Department of Psychology, Harvard University, Cambridge, MA 02138.
Proc Natl Acad Sci U S A. 2013 Nov 12;110(46):18728-33. doi: 10.1073/pnas.1312322110. Epub 2013 Oct 28.
Do infants learn to interpret others' actions through their own experience producing goal-directed action, or does some knowledge of others' actions precede first-person experience? Several studies report that motor experience enhances action understanding, but the nature of this effect is not well understood. The present research investigates what is learned during early motoric production, and it tests whether knowledge of goal-directed actions, including an assumption that actors maximize efficiency given environmental constraints, exists before experience producing such actions. Three-month-old infants (who cannot yet effectively reach for and grasp objects) were given novel experience retrieving objects that rested on a surface with no barriers. They were then shown an actor reaching for an object over a barrier and tested for sensitivity to the efficiency of the action. These infants showed heightened attention when the agent reached inefficiently for a goal object; in contrast, infants who lacked successful reaching experience did not differentiate between direct and indirect reaches. Given that the infants could reach directly for objects during training and were given no opportunity to update their actions based on environmental constraints, the training experience itself is unlikely to have provided a basis for learning about action efficiency. We suggest that infants apply a general assumption of efficient action as soon as they have sufficient information (possibly derived from their own action experience) to identify an agent's goal in a given instance.
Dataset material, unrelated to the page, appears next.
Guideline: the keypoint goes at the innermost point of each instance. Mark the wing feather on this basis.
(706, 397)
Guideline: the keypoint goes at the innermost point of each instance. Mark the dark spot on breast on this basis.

婴儿是通过自己产生目标导向动作的经验来理解他人动作,还是通过对他人动作的某些了解先于第一人称经验来理解他人动作?有几项研究报告称,运动经验可以增强对动作的理解,但这种影响的性质还不太清楚。本研究调查了在早期运动产生过程中学习了什么,并测试了在产生此类动作之前,是否存在对目标导向动作的了解,包括一种假设,即演员在给定的环境限制下最大限度地提高效率。研究人员给 3 个月大的婴儿(他们还不能有效地伸手去抓物体)提供了一种新的经验,让他们取回放在无障碍物表面上的物体。然后,研究人员向他们展示了一个演员越过障碍物去拿一个物体的动作,并测试了他们对动作效率的敏感性。当代理人以低效的方式去拿目标物体时,这些婴儿会更加关注;相比之下,缺乏成功伸手经验的婴儿不会区分直接和间接伸手。由于婴儿在训练期间可以直接伸手去拿物体,并且没有机会根据环境限制更新他们的动作,因此训练经验本身不太可能为了解动作效率提供基础。我们认为,一旦婴儿有足够的信息(可能来自自己的动作经验)来确定给定情况下代理人的目标,他们就会应用一种有效的动作的一般假设。